This may seem like a strange question to be asking, as we know we use the shamash (the center candle) to light all of the other candles. Each night the shamash is lit, and then on the first night of the festival we light one candle, and then on each subsequent night we add another candle so that the number of candles lit by the shamash corresponds to the day of the festival. The other element of the tradition, is that while we add candles from right to left, we light the candles from left to right, so that each night the newest candle is lit first.
However, this was not always a given. In the time of the Talmud there was a debate between the Schools of Hillel and Shammai (two schools who were always arguing with each other about the correct way to practice the mitzot and be Jewish). The School of Shammai said that on the first day of Hanukah you should actually light all eight candles, and that on each subsequent day one less candle should be lit. This would mean that the number of candles lit each day would correspond to the number of bulls that were offered in the Temple for the festival, and it would also mean that the candles would correspond to the number of days left of the festival.
In contrast the School of Hillel said that on the first day of Hanukah you should light one candle and then add a candle every night, so that eight candles would only be lit on the final night. The reason given for Hillel’s position is that we should only increase in matters of holiness, so it would be inappropriate to have less light each night.
Ultimately the Rabbis decided to follow the teachings of the School of Hillel, and that is how we still light the Menorah today. The nice thing about the way that we light the Hanukah candles is that every day we add a candle and so every night the light of the Menorah grows. As it gets darker each night outside, in our homes it gets lighter and brighter as the light of the candles grows.
As a bonus, I just want to deal with one other question of what we call the candelabra we light.
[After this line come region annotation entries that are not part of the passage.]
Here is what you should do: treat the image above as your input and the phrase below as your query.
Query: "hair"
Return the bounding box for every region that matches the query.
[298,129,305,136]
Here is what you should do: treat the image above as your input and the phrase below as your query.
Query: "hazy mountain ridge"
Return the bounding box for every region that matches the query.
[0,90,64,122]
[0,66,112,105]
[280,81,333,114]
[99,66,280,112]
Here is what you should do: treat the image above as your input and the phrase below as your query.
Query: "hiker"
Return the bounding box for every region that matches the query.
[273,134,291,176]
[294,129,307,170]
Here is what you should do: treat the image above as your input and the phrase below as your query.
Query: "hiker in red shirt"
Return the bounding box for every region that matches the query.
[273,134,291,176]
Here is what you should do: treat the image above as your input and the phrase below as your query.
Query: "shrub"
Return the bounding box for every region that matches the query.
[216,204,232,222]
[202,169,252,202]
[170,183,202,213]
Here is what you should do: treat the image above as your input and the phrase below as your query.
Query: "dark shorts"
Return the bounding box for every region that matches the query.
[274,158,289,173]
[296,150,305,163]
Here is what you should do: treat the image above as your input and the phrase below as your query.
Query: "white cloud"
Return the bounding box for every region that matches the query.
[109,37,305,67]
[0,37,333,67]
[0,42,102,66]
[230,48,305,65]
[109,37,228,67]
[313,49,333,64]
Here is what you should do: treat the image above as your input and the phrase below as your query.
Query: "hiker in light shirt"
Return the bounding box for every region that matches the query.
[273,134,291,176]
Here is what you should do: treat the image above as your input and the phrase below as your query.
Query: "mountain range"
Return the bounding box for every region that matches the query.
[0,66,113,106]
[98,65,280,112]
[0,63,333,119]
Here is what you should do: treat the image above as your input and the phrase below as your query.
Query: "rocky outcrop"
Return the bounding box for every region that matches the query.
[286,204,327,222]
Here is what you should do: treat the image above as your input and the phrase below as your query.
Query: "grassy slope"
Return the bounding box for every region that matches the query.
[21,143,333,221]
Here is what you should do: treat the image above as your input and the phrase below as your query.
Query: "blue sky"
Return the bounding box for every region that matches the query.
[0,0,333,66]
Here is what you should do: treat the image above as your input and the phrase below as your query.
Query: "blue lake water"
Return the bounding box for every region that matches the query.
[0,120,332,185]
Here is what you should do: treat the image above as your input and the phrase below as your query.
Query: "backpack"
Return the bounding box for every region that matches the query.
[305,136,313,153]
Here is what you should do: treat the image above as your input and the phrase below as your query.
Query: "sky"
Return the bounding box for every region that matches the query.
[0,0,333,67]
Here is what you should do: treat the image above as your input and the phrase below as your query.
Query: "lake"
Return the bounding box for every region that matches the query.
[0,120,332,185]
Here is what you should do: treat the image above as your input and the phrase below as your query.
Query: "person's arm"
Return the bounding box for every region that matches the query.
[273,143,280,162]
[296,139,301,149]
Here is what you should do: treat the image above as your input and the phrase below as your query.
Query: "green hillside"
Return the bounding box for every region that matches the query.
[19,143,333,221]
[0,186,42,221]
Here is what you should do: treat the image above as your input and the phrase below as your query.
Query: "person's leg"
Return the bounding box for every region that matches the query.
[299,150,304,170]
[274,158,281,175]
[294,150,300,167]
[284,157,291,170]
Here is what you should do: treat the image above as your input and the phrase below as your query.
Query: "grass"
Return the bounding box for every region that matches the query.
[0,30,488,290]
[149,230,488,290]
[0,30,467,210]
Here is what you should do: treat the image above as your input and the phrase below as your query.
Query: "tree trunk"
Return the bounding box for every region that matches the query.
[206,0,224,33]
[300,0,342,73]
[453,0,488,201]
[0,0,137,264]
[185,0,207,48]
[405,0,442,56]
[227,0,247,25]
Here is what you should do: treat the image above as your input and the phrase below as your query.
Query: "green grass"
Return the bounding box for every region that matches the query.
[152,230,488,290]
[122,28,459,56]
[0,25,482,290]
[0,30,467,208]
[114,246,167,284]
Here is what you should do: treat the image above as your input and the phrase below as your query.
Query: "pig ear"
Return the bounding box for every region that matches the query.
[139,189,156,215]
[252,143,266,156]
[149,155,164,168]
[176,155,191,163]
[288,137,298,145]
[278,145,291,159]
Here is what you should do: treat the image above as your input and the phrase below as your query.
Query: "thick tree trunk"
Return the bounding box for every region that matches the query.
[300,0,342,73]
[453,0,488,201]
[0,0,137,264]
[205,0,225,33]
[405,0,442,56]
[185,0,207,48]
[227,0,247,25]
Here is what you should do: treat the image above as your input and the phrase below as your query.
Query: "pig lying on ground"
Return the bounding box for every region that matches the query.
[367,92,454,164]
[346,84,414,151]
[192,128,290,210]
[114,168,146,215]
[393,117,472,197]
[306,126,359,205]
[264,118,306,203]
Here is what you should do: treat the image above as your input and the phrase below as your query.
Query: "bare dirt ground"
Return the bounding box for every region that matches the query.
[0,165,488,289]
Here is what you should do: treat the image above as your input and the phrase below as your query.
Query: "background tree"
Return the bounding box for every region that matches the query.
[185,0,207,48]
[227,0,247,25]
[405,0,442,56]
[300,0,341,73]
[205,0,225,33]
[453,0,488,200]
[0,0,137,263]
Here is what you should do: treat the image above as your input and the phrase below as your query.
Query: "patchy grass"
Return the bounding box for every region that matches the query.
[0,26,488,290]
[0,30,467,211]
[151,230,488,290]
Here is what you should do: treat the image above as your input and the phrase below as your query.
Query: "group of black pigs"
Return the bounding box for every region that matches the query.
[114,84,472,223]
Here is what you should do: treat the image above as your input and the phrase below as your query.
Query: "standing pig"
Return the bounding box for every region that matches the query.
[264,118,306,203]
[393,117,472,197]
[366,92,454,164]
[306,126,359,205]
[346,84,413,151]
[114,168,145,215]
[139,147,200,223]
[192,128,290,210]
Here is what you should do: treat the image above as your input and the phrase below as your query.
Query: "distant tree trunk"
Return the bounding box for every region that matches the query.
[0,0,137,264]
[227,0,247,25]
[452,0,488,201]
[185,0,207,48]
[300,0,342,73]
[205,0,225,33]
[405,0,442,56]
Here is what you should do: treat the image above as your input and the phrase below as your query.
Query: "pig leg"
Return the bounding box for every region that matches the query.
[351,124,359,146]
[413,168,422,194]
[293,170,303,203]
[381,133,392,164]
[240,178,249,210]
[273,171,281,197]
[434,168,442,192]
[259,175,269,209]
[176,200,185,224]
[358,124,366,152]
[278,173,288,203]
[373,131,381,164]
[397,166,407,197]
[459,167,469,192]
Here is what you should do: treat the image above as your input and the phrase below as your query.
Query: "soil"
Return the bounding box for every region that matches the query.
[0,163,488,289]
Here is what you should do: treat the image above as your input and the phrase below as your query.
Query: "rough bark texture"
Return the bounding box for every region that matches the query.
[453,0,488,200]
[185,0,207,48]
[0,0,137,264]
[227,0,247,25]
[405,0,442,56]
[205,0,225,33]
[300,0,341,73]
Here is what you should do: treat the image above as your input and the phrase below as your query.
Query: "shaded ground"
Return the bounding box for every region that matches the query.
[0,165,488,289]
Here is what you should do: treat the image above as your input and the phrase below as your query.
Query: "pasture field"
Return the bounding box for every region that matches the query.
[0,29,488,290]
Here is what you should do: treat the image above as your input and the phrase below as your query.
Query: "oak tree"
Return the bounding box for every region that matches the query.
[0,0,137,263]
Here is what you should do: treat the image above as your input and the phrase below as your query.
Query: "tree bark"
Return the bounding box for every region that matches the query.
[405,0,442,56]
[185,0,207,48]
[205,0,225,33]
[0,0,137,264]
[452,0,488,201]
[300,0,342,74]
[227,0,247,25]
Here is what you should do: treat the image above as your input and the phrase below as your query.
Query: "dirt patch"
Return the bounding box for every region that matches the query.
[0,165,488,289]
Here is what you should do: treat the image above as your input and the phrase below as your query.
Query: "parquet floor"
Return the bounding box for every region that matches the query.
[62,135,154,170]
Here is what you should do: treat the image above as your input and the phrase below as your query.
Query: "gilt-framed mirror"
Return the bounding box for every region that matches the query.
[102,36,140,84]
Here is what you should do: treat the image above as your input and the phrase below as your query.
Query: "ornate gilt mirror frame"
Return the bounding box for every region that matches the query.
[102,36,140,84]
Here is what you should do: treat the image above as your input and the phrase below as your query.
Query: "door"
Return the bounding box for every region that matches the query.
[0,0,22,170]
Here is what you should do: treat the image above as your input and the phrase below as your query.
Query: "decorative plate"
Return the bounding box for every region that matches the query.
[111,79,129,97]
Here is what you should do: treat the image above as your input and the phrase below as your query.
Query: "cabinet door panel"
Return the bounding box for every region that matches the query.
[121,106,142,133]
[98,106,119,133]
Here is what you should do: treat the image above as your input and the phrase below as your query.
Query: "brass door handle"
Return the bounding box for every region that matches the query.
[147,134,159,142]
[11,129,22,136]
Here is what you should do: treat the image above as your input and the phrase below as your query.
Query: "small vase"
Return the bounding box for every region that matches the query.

There are two names which are generally used: Menorah and Hanukiah. The original Menorah was a seven branched candelabra in the Tabernacle in the wilderness, which was eventually moved to the Temple in Jerusalem (you can see an image of this on the crest of the State of Israel). Today when we speak of a Menorah we are usually speaking of the Hanukah variety, a nine branched candelabra, of the kind you probably have in your homes. In Israel to distinguish between the seven branched Menorah and the nine branched Hanukah Menorah, the word Hanukiah was introduced as an alternative for the nine branched variety.